A conservative communications professor at UCLA claims his department chair is effectively blocking students from enrolling in his popular “Free Speech on Campus” class in a decision that’s likely politically motivated.
The department chair, meanwhile, says the situation is based on maintaining “reasonable class sizes across the major” and denies that her decision to reject students’ requests for enrollment is politically motivated.
Caught in the middle are frustrated students who simply want to enroll in lecturer Keith Fink’s “Communication Studies 167: Sex, Politics, and Race: Free Speech on Campus.”
Taryn Jacobson is one such student.
A senior at UCLA, she told The College Fix she has never been able to take a class with Fink because his courses always fill up so quickly. This quarter, Jacobson said she was absolutely determined to get into Fink’s “Free Speech on Campus” class.
“This is one of my last quarters at UCLA and this class is crucial to my preparation for law school,” Jacobson stated in an email to The Fix. “It will also strongly guide my decision (either by affirming or disaffirming) my aspirations to attend.”
The class filled up quickly, as usual, and Jacobson was once again unable to get in. However, Jacobson said she attended the first class anyway and received a permission-to-enroll form from Fink, also known as a “PTE.” Unfortunately, Jacobson’s PTE was then denied.
This quarter marks the first time Professor Fink has experienced his department denying his PTEs, and he seems to be getting singled out. Other professors in the Department of Communication Studies report no issues with getting their PTEs approved, according to the Daily Bruin. Fink and his teaching assistants and students lay much of the blame on the new Chair of the Department of Communication Studies, Kerri Johnson.
“Ever since this leadership change, the school has targeted Professor Fink and his classes in many ways, including by: (1) restricting his ability to enroll students at his discretion (a restriction not imposed on any other CommStudies professors), (2) reducing the size of his classes and moving them to smaller classrooms despite overwhelming student demand, (3) dishonoring ‘Permission to Enroll’ forms issued by him and failing to help students whose PTEs had been dishonored,” Andrew Litt, Professor Fink’s TA, stated in an email to The College Fix.
Additionally, Austin Kaidi, a UCLA alumnus who took Fink’s classes and also served as his TA, told The Fix: “For the past five years, Professor Fink has been able to educate large numbers of students without any problems.

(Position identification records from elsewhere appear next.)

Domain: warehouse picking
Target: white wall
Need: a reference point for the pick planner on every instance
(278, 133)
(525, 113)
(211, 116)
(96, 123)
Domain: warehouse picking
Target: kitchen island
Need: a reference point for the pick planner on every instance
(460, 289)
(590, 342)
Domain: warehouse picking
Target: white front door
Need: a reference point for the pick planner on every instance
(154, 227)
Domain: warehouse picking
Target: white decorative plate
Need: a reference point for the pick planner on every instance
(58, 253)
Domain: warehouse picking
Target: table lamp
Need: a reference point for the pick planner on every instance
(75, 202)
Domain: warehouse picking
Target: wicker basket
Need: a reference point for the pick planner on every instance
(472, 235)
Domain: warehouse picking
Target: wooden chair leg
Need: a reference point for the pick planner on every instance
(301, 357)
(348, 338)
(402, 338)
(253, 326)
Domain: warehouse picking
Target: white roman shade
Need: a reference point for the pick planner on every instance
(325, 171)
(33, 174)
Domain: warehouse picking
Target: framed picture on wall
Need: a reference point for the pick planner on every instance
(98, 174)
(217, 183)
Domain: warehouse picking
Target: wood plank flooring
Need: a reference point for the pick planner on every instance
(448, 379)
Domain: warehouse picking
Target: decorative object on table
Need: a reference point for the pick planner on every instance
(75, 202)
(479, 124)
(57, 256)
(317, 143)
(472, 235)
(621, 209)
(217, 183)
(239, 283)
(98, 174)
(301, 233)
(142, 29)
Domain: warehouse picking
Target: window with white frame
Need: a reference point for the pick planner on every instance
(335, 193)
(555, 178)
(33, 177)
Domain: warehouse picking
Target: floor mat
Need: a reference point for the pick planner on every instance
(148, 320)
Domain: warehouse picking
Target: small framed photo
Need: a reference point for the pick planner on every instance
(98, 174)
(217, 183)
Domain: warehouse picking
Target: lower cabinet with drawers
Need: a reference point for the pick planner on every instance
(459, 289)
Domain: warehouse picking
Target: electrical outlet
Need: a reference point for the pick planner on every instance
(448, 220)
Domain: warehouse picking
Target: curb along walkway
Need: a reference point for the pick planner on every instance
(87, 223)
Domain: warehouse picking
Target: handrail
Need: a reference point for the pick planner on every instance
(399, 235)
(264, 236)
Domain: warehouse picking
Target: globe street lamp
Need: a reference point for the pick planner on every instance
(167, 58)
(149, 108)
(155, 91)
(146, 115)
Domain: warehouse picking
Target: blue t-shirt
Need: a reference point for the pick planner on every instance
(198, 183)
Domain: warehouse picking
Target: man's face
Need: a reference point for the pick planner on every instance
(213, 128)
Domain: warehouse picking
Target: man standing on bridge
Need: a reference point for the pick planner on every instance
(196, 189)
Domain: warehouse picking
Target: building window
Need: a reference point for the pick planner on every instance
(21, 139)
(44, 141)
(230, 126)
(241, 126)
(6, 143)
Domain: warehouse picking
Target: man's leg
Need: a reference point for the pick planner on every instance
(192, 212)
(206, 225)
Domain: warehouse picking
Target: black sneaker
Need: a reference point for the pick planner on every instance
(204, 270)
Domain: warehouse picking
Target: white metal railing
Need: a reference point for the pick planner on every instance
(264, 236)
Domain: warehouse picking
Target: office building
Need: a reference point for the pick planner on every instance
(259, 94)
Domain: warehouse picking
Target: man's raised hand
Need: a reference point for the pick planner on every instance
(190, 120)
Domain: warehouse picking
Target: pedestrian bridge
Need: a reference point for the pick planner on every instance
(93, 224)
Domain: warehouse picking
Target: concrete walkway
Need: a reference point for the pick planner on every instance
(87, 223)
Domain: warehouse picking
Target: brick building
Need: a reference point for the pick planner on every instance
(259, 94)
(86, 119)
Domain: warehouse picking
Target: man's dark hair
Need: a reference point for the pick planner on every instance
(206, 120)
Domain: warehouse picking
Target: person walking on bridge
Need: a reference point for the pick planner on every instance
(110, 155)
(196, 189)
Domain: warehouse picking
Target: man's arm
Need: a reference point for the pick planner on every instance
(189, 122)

However one quarter after the Communication Studies appoints a chairwoman with incredibly left-leaning ideals, Professor Fink, the only outspoken conservative in the department, is singled out, his PTE’s are revoked, and his future classes are limited.”
Kaidi added that the room in which Fink teaches “Communications Studies 167” holds 292 seats, yet only 200 of the 241 students who attempted to join the class this year were able to enroll.
When questioned about the denial of Fink’s PTEs, Johnson told The College Fix: “As department chair, I am responsible for overseeing workload equity for my faculty, lecturers, and TAs and ensuring a productive learning environment for our students. One important aspect of this responsibility is to maintain reasonable class sizes across the major which entails an assessment of student to faculty and student to TA ratios. Accordingly, I do not approve modifications to enrollment caps unless implications for workload equity have been evaluated. In this case, they were not; petitions to add the class were issued without approval.”
She added: “With regard to the question of political discrimination, I was unaware of Mr. Keith’s political leanings until recently when Mr. Fink referenced them in an email. This exchange occurred long after the events in question.”
Fink did not respond to requests from The College Fix seeking comment.
He told the Daily Bruin: “I am well familiar with UCLA’s rules. This is a violation of academic freedom, a violation of (UCLA’s) own rules and students’ rights. Students are not being treated with equity here.”
Fink also told the Bruin he has spoken with his union representative and the ombudsman about the matter. “This is an important issue,” Fink said. “Most people don’t stand up to the administration when they are wronged, either out of ignorance of their rights or fear that their situation will be exacerbated if they challenge the school.”
“I am a voice of a teacher who’s not going to go away,” he added. “When I see an injustice toward students, I am going to fight.”
Jacobson, the senior trying to take Fink’s class, told The College Fix she is frustrated.
“Higher education is supposed to be about providing students with opportunities to learn and expand their horizons, rather than limiting them,” she said. “I have never experienced a situation like this: the professor wants to admit more students at no cost to the school, the room FITS more students, yet the actual department housing the course is thwarting his efforts and effectively denying me an educational opportunity — one that happens to be of great importance to me.”